La strategia del mettersi sul punto di vista altrui è quindi più efficace e astuta. Permette di manipolare (sì, avete letto bene) il capo, rivolgendogli contro le sue stesse armi. Insomma l’empatia va bene in una negoziazione tra pari. La fredda strategia del cambio di prospettiva ci lascia più spazio di manovra se abbiamo a che fare con relazioni asimmetriche. In fin dei conti un capo che non sa fare bene il suo mestiere è anche un capo stupido. Ma soltanto guardando il mondo con i suoi occhi potremo capire la natura della sua stupidità.

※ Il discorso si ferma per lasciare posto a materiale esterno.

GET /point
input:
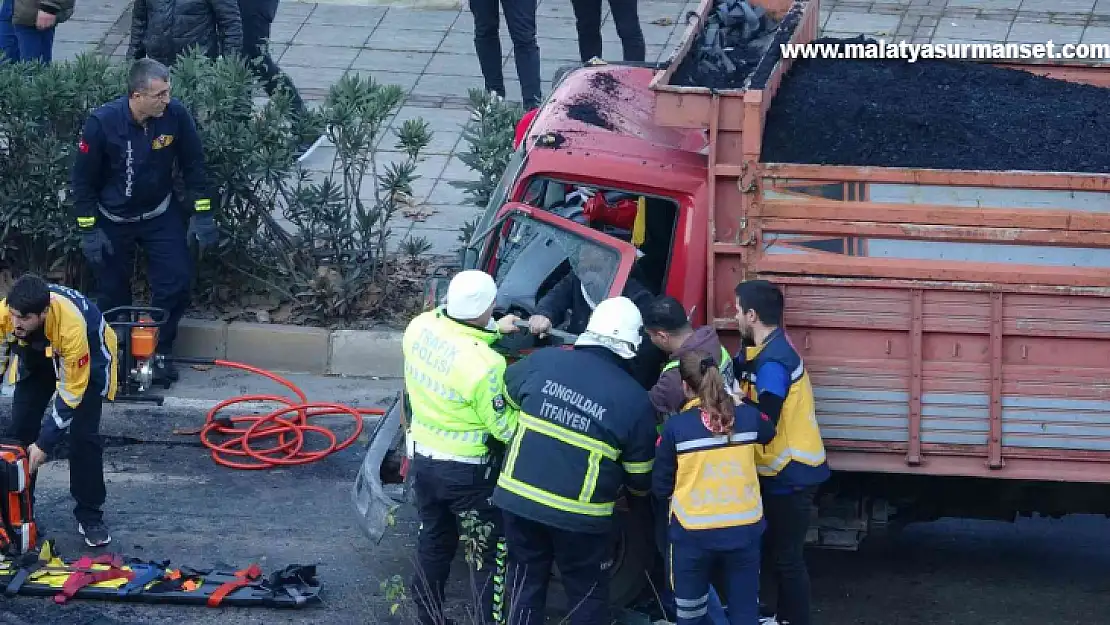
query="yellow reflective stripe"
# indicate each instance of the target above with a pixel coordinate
(569, 437)
(551, 500)
(589, 483)
(638, 466)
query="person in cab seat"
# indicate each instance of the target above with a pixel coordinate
(793, 465)
(705, 466)
(585, 430)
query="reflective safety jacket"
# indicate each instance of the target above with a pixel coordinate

Certo il miglior consiglio sarebbe quello di cercare di cambiare capo perché non sempre è possibile obbedirgli “in modo intelligente”. Ma a quanti è consentito mandare il proprio stupido capo a quel paese?

Ricordate, però, che questo capo incapperà di sicuro in fallimenti. E dato che ogni capo ha un capo – legge inflessibile di ogni organizzazione (anche piccola) – se in voi c’è almeno un po’ di perfidia, potete assaporare la vendetta (che deve essere rigorosamente silenziosa e fredda). Se siete machiavellici, potete contribuire a costruirla. E tuttavia essere cattivi quasi mai è razionale sui tempi lunghi.

Se poi il livello di stupidità è patologicamente elevato non avete alternativa: o dovete portare pazienza o siete obbligati a cambiare azienda. Dipende dal vostro psicologo.